“啊, 好痛,子衿,你想謀殺啊, 你這是幹什麼?啊, 痛死我了。”一聲哀嚎, 我看着被我狠狠摔在地上的人, 臉色微白, “十四阿哥?怎麼是你?”
十四躺在地上,捂着後背痛苦的看着我,“子衿, 你想幹什麼?你真的想謀殺我嗎?”
我趕緊蹲下去扶起十四阿哥,臉色有些僵硬, “十四阿哥, 奴婢不是故意的, 您這樣冷不丁的出來,奴婢被您嚇到了, 所以,所以……“
“啊,所以什麼?我以前也是這樣,怎麼不見你這麼大的反應,今天倒是差點要了我的命, 你這是什麼招數, 讓別人知道我堂堂一個阿哥被你這個小丫頭摔倒, 真是讓我這面子往哪裡擺?”

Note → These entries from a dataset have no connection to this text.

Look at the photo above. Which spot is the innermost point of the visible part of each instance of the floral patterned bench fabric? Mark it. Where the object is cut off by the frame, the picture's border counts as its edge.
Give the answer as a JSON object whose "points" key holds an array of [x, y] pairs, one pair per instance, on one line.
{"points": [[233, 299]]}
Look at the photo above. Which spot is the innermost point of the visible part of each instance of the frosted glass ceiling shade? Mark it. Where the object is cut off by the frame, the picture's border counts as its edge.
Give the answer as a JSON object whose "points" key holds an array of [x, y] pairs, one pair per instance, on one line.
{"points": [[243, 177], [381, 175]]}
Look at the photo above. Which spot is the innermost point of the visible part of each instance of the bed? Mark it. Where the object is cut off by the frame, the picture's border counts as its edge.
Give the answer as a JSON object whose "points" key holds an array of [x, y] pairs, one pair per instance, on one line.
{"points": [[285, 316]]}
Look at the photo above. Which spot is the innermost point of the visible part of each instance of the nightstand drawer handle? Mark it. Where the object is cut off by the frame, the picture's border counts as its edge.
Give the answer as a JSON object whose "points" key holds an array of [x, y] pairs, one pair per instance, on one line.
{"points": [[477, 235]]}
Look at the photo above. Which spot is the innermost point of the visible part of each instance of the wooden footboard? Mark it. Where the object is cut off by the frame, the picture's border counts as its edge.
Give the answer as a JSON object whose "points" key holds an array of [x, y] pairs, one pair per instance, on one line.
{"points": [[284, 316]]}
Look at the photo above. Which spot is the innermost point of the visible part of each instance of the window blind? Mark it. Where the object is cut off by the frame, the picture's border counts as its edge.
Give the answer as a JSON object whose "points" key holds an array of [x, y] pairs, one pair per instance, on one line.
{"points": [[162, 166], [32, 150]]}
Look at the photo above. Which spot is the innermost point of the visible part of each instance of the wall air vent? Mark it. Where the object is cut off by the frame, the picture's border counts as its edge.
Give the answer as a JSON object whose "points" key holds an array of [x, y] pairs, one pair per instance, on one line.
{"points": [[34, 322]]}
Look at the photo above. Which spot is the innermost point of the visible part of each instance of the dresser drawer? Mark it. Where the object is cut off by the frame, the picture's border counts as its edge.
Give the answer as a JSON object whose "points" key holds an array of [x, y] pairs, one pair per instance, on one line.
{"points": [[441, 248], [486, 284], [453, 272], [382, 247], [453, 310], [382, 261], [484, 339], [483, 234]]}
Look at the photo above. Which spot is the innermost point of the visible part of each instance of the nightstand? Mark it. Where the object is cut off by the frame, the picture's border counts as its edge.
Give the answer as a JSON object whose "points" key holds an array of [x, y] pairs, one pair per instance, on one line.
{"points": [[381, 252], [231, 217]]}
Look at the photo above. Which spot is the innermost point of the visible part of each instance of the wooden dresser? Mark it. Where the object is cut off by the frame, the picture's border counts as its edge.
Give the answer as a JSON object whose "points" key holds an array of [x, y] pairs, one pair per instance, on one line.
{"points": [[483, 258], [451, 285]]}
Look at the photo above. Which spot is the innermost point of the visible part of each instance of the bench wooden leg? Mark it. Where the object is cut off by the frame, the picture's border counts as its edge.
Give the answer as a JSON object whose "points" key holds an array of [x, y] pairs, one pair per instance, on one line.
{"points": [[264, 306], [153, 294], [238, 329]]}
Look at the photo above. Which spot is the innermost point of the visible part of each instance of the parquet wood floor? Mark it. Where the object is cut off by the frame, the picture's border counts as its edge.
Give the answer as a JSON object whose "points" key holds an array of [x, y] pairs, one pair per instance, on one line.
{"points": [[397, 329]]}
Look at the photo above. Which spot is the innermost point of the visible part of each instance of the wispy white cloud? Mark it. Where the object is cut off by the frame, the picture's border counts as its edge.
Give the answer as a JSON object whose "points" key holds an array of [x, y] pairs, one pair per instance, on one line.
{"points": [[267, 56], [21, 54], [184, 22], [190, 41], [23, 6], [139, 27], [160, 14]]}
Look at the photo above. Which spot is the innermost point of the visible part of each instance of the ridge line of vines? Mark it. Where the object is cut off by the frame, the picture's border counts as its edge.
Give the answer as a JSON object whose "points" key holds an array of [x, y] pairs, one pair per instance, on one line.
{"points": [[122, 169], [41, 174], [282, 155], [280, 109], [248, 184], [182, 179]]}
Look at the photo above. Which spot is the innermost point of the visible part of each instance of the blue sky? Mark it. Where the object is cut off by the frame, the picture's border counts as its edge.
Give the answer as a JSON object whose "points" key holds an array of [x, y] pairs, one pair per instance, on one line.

“十四弟, 誰讓你看見了子衿就往前跑, 你又不是不知道這個丫頭古靈精怪的,你這是自討苦吃。”
看着隨後走過來的人, 我趕緊頷首退到一旁,“奴婢給八阿哥,九阿哥,十四阿哥請安。”
九阿哥冷冷的癟了我一眼,“幾天沒見,這身手倒是精進了,你的手看來也沒有什麼事了?”
我看了看自己的手,“是,奴婢已經好多了,十四阿哥是奴婢冒犯了。”
十四揉了揉身子,“子矜,你怎麼總是走路想事情,你到底在想什麼呢?還嘀嘀咕咕的,看樣子好像有人惹了你,而我算是替罪羊?是嗎?”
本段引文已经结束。